I'm currently in College and it's just miserable. Very few people even have a remote interest in befriending me.


----------



## cybernaut (Jul 30, 2010)

The ability of making friends IN class has never been my thing.I don't understand how people make it happen when you sit in the same damn spot and listen to the professor talk 90% of the time. The club thing only worked temporarily for me in college...then the cliques started. In grad school, unless it's a professonial career organization, joining clubs isn't common.I'm part of two such organizations and only care to be a part of them for networking and career advice.

If I make a friend, school is not the place for it nor will it ever be. It probably won't happen until I hit the 'career world' or if I join some 3rd party organization where random people come together on a weekly basis.I'm not too bad with talking to random people out on the street.But once you throw me in that school setting,I become a total misfit. It's probably because people become some damn cliquey in such settings. I also tend to do better with 1-on-1 conversations.


----------



## Marlon (Jun 27, 2011)

I graduated high school in 2009. Didn't make a single friend in college until last year (we were all 4th year juniors in our 5 year degree). I joined a club, ended up spending a ton of time on the club project which forced me to be around everyone. Now we're all friends, although I don't hang out with them on the weekends or party like that, we sometimes go out and get beers/pizza or just chill after class or after our club meetings.

I'd say I'm close friends with about 6 other people now who I can sit with in class; and being able to sit next to people you can call your friends is definitely a milestone for me in college.


----------



## Imbored21 (Jun 18, 2012)

Play a sport man. Clubs are pointless, because you just sit in a room and everyone just hangs out in little cliques within the room.


----------



## Tomcat123 (Sep 30, 2015)

Hey, I appreciate your experiences and advice. It's comforting to know that your not the only one who has had such trouble, extra circulars can be tough in my situation because I have to work to pay for school and other expenses, and I am really bad at sports.
_Posted via Mobile Device_


----------



## eukz (Nov 3, 2013)

I managed to be part of a study group, in which we talked, had nice times, even organized a couple of parties. But I never talked to them during the holidays or the summer. Outside of college, we just talked when the subject was related to college.

After I dropped out, they just became Facebook friends I never talk to.


----------



## Cashel (Oct 29, 2013)

I've only been here a couple months, but I'm really afraid that I won't make any friends. I've pretty much lost contact with all my old friends and we go to the same school...


----------



## Evo1114 (Dec 9, 2012)

I didn't make any lasting friendships in college either. My first go-round I did have people I hung out with/'partied' with, etc. but my grades suffered horrendously. I think it just took too much effort trying to fit in to the college stereotype...like a full-time job, I couldn't keep up with school. My 2nd go around I was the old dude in all my classes and I didn't talk to anybody but I aced each of my last 5 semesters. If I were to go back and do it again, I'd probably just keep the socializing to on-campus clubs/organizations (which I never did any of) rather than trying to fit in with that typical 'college party time!' stereotype.
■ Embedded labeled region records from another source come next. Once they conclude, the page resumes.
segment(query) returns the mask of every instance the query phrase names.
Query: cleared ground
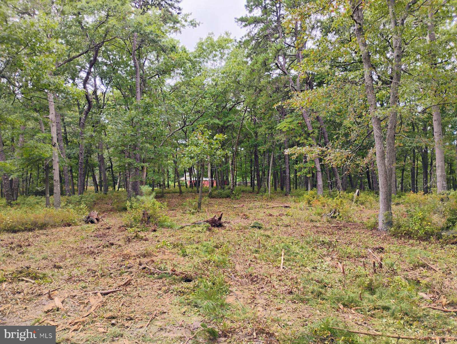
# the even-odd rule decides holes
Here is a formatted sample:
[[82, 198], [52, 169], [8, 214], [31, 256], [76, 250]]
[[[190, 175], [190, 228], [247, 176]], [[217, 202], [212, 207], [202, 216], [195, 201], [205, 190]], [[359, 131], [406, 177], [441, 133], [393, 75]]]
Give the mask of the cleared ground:
[[[457, 314], [429, 307], [457, 308], [455, 245], [309, 222], [285, 197], [206, 199], [200, 212], [195, 197], [159, 198], [177, 225], [155, 232], [126, 228], [108, 202], [98, 224], [0, 234], [0, 323], [55, 325], [66, 343], [456, 335]], [[221, 212], [222, 228], [179, 227]]]

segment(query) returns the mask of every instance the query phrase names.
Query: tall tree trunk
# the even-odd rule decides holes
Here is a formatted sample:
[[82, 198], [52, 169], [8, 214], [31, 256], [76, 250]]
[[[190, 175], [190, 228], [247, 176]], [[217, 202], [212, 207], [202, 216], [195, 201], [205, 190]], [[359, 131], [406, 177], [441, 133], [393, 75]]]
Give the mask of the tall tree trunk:
[[[424, 123], [422, 132], [427, 134], [427, 124]], [[428, 193], [428, 148], [424, 146], [420, 150], [420, 157], [422, 160], [422, 189], [424, 194]]]
[[[175, 173], [176, 174], [176, 179], [178, 180], [178, 187], [179, 188], [179, 194], [182, 194], [182, 190], [181, 190], [181, 180], [179, 179], [179, 172], [178, 170], [178, 163], [176, 160], [176, 156], [175, 156], [175, 159], [173, 160], [173, 164], [175, 165]], [[186, 176], [186, 171], [184, 171], [184, 176]], [[185, 179], [185, 181], [186, 181]]]
[[260, 169], [259, 167], [259, 151], [257, 147], [258, 135], [257, 132], [257, 129], [255, 128], [255, 124], [257, 120], [254, 118], [254, 140], [255, 140], [255, 142], [254, 143], [254, 168], [255, 169], [255, 179], [257, 180], [257, 189], [258, 192], [260, 192], [260, 189], [262, 185], [260, 180]]
[[[44, 134], [44, 124], [43, 124], [43, 121], [41, 118], [38, 121], [40, 123], [40, 129], [41, 130], [41, 132]], [[46, 160], [44, 160], [44, 195], [46, 198], [46, 206], [47, 207], [51, 205], [51, 202], [49, 201], [49, 164]]]
[[[433, 16], [435, 9], [431, 1], [428, 1], [427, 8], [428, 21], [427, 22], [427, 40], [430, 46], [430, 65], [433, 70], [436, 68], [436, 37], [435, 32], [435, 23]], [[431, 89], [436, 89], [437, 84], [433, 75], [431, 76], [432, 85]], [[436, 92], [436, 91], [435, 91]], [[434, 97], [437, 98], [436, 95]], [[435, 99], [432, 100], [435, 102]], [[444, 160], [444, 149], [443, 143], [443, 128], [441, 122], [441, 112], [439, 106], [435, 105], [432, 106], [432, 115], [433, 117], [433, 137], [435, 138], [435, 164], [436, 165], [436, 187], [438, 193], [444, 192], [447, 190], [446, 184], [446, 170]]]
[[[98, 142], [98, 169], [101, 174], [101, 184], [103, 185], [103, 193], [108, 193], [108, 177], [106, 176], [106, 167], [105, 164], [105, 156], [103, 155], [103, 144], [101, 140]], [[114, 180], [113, 180], [114, 182]]]
[[[352, 0], [352, 17], [356, 23], [355, 33], [362, 55], [365, 90], [368, 100], [370, 114], [372, 117], [376, 149], [376, 162], [379, 178], [379, 215], [378, 228], [387, 231], [392, 226], [392, 190], [389, 180], [392, 173], [388, 171], [385, 159], [384, 138], [383, 135], [381, 119], [377, 111], [376, 96], [373, 85], [372, 65], [370, 53], [367, 45], [363, 32], [363, 12], [361, 3]], [[390, 119], [389, 119], [390, 122]], [[392, 153], [392, 148], [389, 148], [389, 156]], [[389, 170], [390, 171], [390, 170]]]
[[400, 189], [402, 192], [404, 191], [404, 170], [406, 167], [406, 157], [408, 156], [408, 153], [405, 153], [404, 158], [403, 158], [403, 166], [401, 168], [401, 180], [400, 181]]
[[[54, 95], [54, 97], [56, 96]], [[62, 173], [64, 175], [64, 186], [65, 195], [67, 196], [71, 196], [70, 191], [70, 177], [68, 172], [68, 164], [67, 162], [67, 153], [64, 145], [64, 139], [62, 136], [62, 123], [60, 114], [56, 111], [56, 127], [57, 130], [57, 142], [58, 143], [58, 149], [60, 155], [63, 159], [62, 165]]]
[[[19, 142], [18, 146], [19, 150], [24, 146], [24, 132], [25, 131], [26, 127], [24, 125], [21, 126], [21, 133], [19, 134]], [[16, 177], [13, 179], [13, 188], [12, 192], [13, 193], [13, 201], [17, 201], [17, 196], [19, 193], [19, 177]]]
[[78, 194], [81, 195], [84, 192], [84, 176], [83, 175], [84, 163], [84, 128], [85, 127], [86, 121], [87, 116], [92, 109], [93, 102], [91, 93], [87, 86], [87, 83], [90, 77], [92, 70], [95, 65], [98, 58], [98, 53], [101, 48], [103, 43], [97, 44], [94, 48], [94, 53], [92, 58], [89, 62], [87, 71], [85, 77], [83, 80], [83, 87], [85, 91], [86, 102], [87, 105], [83, 111], [81, 117], [80, 118], [80, 132], [79, 132], [79, 149], [78, 153]]
[[51, 138], [53, 147], [53, 174], [54, 183], [54, 207], [60, 207], [60, 180], [59, 178], [58, 148], [57, 142], [57, 127], [56, 112], [54, 107], [54, 97], [52, 93], [48, 92], [48, 103], [49, 108], [49, 121], [51, 123]]
[[276, 143], [273, 141], [273, 148], [271, 149], [271, 157], [270, 159], [270, 169], [268, 170], [268, 196], [271, 195], [271, 169], [273, 168], [273, 158], [275, 156], [275, 144]]
[[413, 148], [413, 155], [411, 158], [411, 191], [416, 192], [416, 149]]
[[95, 175], [95, 171], [94, 170], [94, 168], [91, 168], [90, 169], [92, 170], [92, 181], [94, 183], [94, 191], [95, 191], [96, 193], [98, 193], [98, 183], [97, 183], [97, 177]]
[[202, 209], [202, 190], [203, 190], [203, 171], [204, 169], [204, 166], [203, 163], [200, 164], [200, 185], [198, 186], [198, 210], [201, 210]]
[[[138, 37], [138, 32], [134, 32], [132, 42], [132, 59], [133, 60], [133, 66], [135, 67], [135, 99], [137, 106], [139, 106], [139, 104], [141, 101], [141, 85], [140, 83], [139, 64], [138, 63], [138, 59], [137, 58], [136, 55], [137, 50], [139, 48], [139, 47], [137, 47], [137, 40]], [[135, 160], [136, 162], [136, 165], [135, 166], [133, 170], [133, 180], [132, 183], [132, 187], [135, 193], [135, 195], [138, 196], [140, 194], [140, 168], [139, 166], [141, 163], [141, 159], [140, 155], [140, 141], [139, 127], [138, 125], [134, 125], [134, 127], [138, 133], [137, 137], [138, 138], [138, 140], [136, 144], [135, 145], [134, 148]]]
[[[236, 140], [235, 141], [235, 147], [234, 148], [233, 150], [233, 155], [232, 157], [232, 168], [231, 168], [231, 174], [230, 175], [230, 193], [233, 193], [233, 192], [235, 191], [235, 186], [236, 185], [236, 180], [235, 180], [235, 171], [236, 169], [236, 153], [237, 151], [238, 150], [238, 143], [239, 142], [239, 135], [241, 132], [241, 128], [243, 127], [243, 123], [244, 121], [244, 116], [246, 116], [246, 111], [247, 111], [248, 108], [247, 106], [244, 108], [244, 112], [243, 114], [243, 118], [241, 118], [241, 122], [239, 124], [239, 127], [238, 128], [238, 132], [236, 134]], [[209, 165], [208, 164], [208, 166]], [[208, 167], [208, 169], [209, 167]], [[208, 175], [208, 178], [209, 178], [209, 175]]]
[[[5, 147], [3, 146], [3, 138], [0, 132], [0, 161], [6, 161], [6, 157], [5, 153]], [[11, 205], [13, 201], [13, 192], [10, 184], [10, 176], [6, 173], [2, 175], [2, 181], [3, 183], [3, 194], [6, 203]]]
[[[329, 135], [327, 132], [327, 129], [324, 123], [324, 120], [322, 119], [322, 117], [319, 116], [317, 116], [316, 118], [320, 125], [320, 129], [324, 136], [324, 143], [325, 144], [325, 146], [328, 148], [330, 146], [330, 140], [329, 140]], [[336, 182], [336, 188], [338, 189], [338, 191], [342, 191], [343, 187], [341, 185], [341, 180], [340, 177], [340, 173], [336, 166], [333, 164], [332, 164], [332, 171], [333, 172], [333, 175], [335, 176], [335, 180]]]

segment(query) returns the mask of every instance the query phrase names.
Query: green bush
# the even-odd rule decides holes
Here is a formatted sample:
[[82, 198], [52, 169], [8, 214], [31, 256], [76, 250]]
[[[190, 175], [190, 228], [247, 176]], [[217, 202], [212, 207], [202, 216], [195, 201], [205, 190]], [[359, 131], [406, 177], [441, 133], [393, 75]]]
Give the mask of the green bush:
[[[165, 215], [166, 207], [154, 198], [153, 194], [148, 196], [140, 196], [127, 201], [127, 212], [123, 217], [124, 223], [129, 228], [146, 229], [154, 226], [160, 226], [169, 222]], [[149, 224], [142, 223], [143, 212], [147, 212]]]
[[76, 224], [80, 209], [64, 208], [5, 207], [0, 212], [0, 232], [43, 229]]
[[211, 189], [209, 194], [210, 198], [228, 198], [230, 196], [229, 189], [224, 189], [222, 190]]
[[361, 343], [357, 335], [339, 329], [345, 327], [339, 320], [331, 318], [324, 318], [307, 326], [298, 338], [293, 339], [291, 342], [297, 344]]
[[416, 207], [406, 210], [406, 214], [396, 216], [391, 233], [395, 235], [413, 239], [426, 239], [436, 236], [440, 228], [434, 223], [432, 210]]
[[218, 315], [228, 307], [225, 302], [228, 291], [223, 275], [202, 278], [197, 281], [193, 292], [186, 301], [204, 315]]

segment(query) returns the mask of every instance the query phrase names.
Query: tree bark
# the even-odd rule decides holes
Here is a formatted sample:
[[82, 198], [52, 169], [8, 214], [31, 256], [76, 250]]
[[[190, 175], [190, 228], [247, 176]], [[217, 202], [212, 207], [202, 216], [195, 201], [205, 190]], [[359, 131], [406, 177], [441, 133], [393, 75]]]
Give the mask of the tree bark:
[[54, 107], [54, 97], [52, 92], [48, 92], [48, 103], [51, 123], [51, 137], [53, 147], [53, 175], [54, 184], [54, 207], [60, 207], [60, 179], [59, 177], [58, 148], [57, 142], [57, 127], [56, 113]]
[[78, 150], [78, 194], [81, 195], [84, 192], [84, 176], [83, 175], [84, 163], [84, 128], [85, 127], [86, 120], [90, 110], [92, 109], [93, 102], [92, 96], [87, 86], [87, 83], [92, 74], [92, 70], [98, 58], [98, 53], [103, 43], [98, 44], [94, 49], [92, 58], [89, 62], [85, 77], [83, 80], [83, 87], [85, 91], [86, 101], [87, 105], [84, 108], [80, 119], [79, 149]]
[[[244, 112], [243, 114], [243, 118], [241, 118], [241, 122], [239, 124], [239, 127], [238, 128], [238, 132], [236, 134], [236, 140], [235, 141], [235, 147], [233, 150], [233, 155], [232, 157], [232, 171], [230, 175], [230, 193], [233, 193], [233, 192], [235, 191], [235, 186], [236, 185], [236, 183], [235, 180], [235, 170], [236, 169], [236, 153], [237, 151], [238, 150], [238, 143], [239, 142], [239, 135], [241, 132], [241, 128], [243, 127], [243, 122], [244, 121], [244, 116], [246, 116], [246, 111], [247, 111], [248, 108], [246, 106], [244, 108]], [[208, 171], [209, 169], [209, 164], [208, 163]], [[209, 173], [208, 172], [208, 178], [209, 178]], [[210, 188], [210, 191], [211, 191], [211, 188]]]
[[[21, 133], [19, 134], [19, 142], [18, 146], [19, 150], [21, 150], [24, 146], [24, 132], [26, 127], [24, 125], [21, 126]], [[19, 193], [19, 177], [16, 177], [13, 179], [13, 188], [12, 192], [13, 193], [13, 200], [17, 201], [17, 196]]]
[[[436, 37], [435, 32], [435, 23], [433, 16], [434, 8], [431, 2], [428, 4], [428, 21], [427, 22], [427, 40], [430, 44], [430, 65], [433, 70], [436, 68]], [[436, 89], [437, 82], [434, 77], [431, 76], [432, 89]], [[435, 91], [436, 92], [436, 90]], [[434, 95], [436, 96], [436, 95]], [[435, 100], [432, 101], [435, 102]], [[436, 187], [438, 193], [441, 193], [447, 191], [446, 184], [446, 170], [444, 160], [444, 149], [443, 143], [443, 128], [441, 122], [441, 112], [439, 106], [437, 105], [432, 106], [432, 115], [433, 117], [433, 137], [435, 138], [435, 164], [436, 166]]]
[[[56, 97], [55, 95], [54, 96]], [[63, 159], [62, 165], [62, 173], [64, 175], [64, 186], [65, 195], [67, 196], [71, 196], [70, 190], [70, 177], [68, 172], [68, 164], [67, 164], [67, 153], [64, 145], [64, 138], [62, 136], [62, 123], [60, 114], [56, 111], [56, 127], [57, 130], [57, 142], [58, 144], [58, 149], [60, 155]]]
[[273, 148], [271, 149], [271, 157], [270, 159], [270, 169], [268, 170], [268, 196], [271, 195], [271, 169], [273, 168], [273, 157], [275, 156], [275, 144], [276, 143], [273, 141]]
[[[330, 146], [330, 140], [329, 140], [329, 135], [327, 132], [327, 129], [325, 128], [325, 126], [324, 125], [324, 120], [319, 116], [318, 116], [316, 118], [320, 125], [320, 129], [322, 131], [322, 134], [324, 136], [324, 142], [325, 143], [325, 147], [329, 148]], [[340, 173], [336, 166], [334, 165], [333, 164], [332, 164], [332, 171], [333, 172], [333, 175], [335, 176], [335, 180], [336, 181], [336, 188], [338, 189], [338, 191], [342, 191], [343, 187], [341, 185], [341, 180], [340, 177]]]
[[201, 164], [200, 166], [200, 185], [198, 186], [198, 210], [201, 210], [202, 209], [202, 190], [203, 190], [203, 164]]
[[[352, 0], [351, 5], [352, 18], [356, 23], [356, 37], [362, 55], [365, 90], [374, 134], [376, 162], [377, 164], [380, 184], [378, 228], [380, 230], [385, 231], [392, 226], [392, 190], [389, 182], [389, 180], [392, 178], [392, 173], [390, 173], [390, 175], [388, 174], [386, 166], [386, 154], [381, 119], [377, 113], [376, 96], [373, 85], [372, 75], [373, 67], [363, 32], [363, 12], [362, 4], [356, 0]], [[391, 155], [393, 151], [392, 148], [389, 147], [388, 150], [389, 155]]]
[[98, 142], [97, 157], [98, 158], [98, 169], [101, 174], [103, 192], [106, 195], [108, 193], [108, 177], [106, 176], [106, 167], [105, 163], [105, 156], [103, 155], [103, 144], [101, 140]]
[[[137, 58], [136, 55], [137, 50], [138, 48], [137, 44], [137, 40], [138, 37], [138, 32], [134, 32], [132, 42], [132, 59], [133, 60], [133, 66], [135, 67], [135, 99], [136, 101], [137, 105], [139, 106], [141, 101], [141, 86], [140, 83], [139, 64], [138, 63], [138, 59]], [[132, 187], [133, 192], [135, 193], [135, 195], [136, 196], [138, 196], [140, 194], [140, 168], [139, 165], [141, 163], [141, 159], [140, 155], [140, 141], [139, 127], [138, 125], [134, 125], [134, 127], [137, 132], [138, 141], [134, 148], [135, 160], [136, 162], [136, 165], [133, 169], [133, 180], [132, 183]]]
[[411, 191], [416, 192], [416, 149], [414, 148], [411, 158]]
[[[5, 153], [5, 147], [3, 145], [3, 138], [0, 132], [0, 161], [6, 161], [6, 157]], [[3, 194], [6, 203], [11, 205], [13, 201], [13, 192], [10, 184], [10, 176], [6, 173], [2, 175], [2, 181], [3, 182]]]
I would join something relating to academics (not like a fraternity) or something low key. I probably would have made better friendships with people in an organization that suited my interests with people who shared those interests. I worked full-time too, but if it was something I could do once or twice a week, I reckon it would be better than nothing at all. ?


----------



## SilentStrike (Jul 14, 2014)

I too have been in college for four years and have zero friends, sure i can talk to some classmates after class for a few minutes, but after that nothing, it really depresses me since everyone else seems to have many friends and have had many romantic experiences, which is something i too never had.
The worst part is that apart from some communities that kinda act like frats(although to be fair, they are not so bad) or sports related(something i do not care about), there is nothing remotely resembling a club in my college, i mean there are some activities like the college newspaper but even those do not have permanent members as it is just teachers asking random students if they want to write a article which means i can not even join a club even if i wanted to.


----------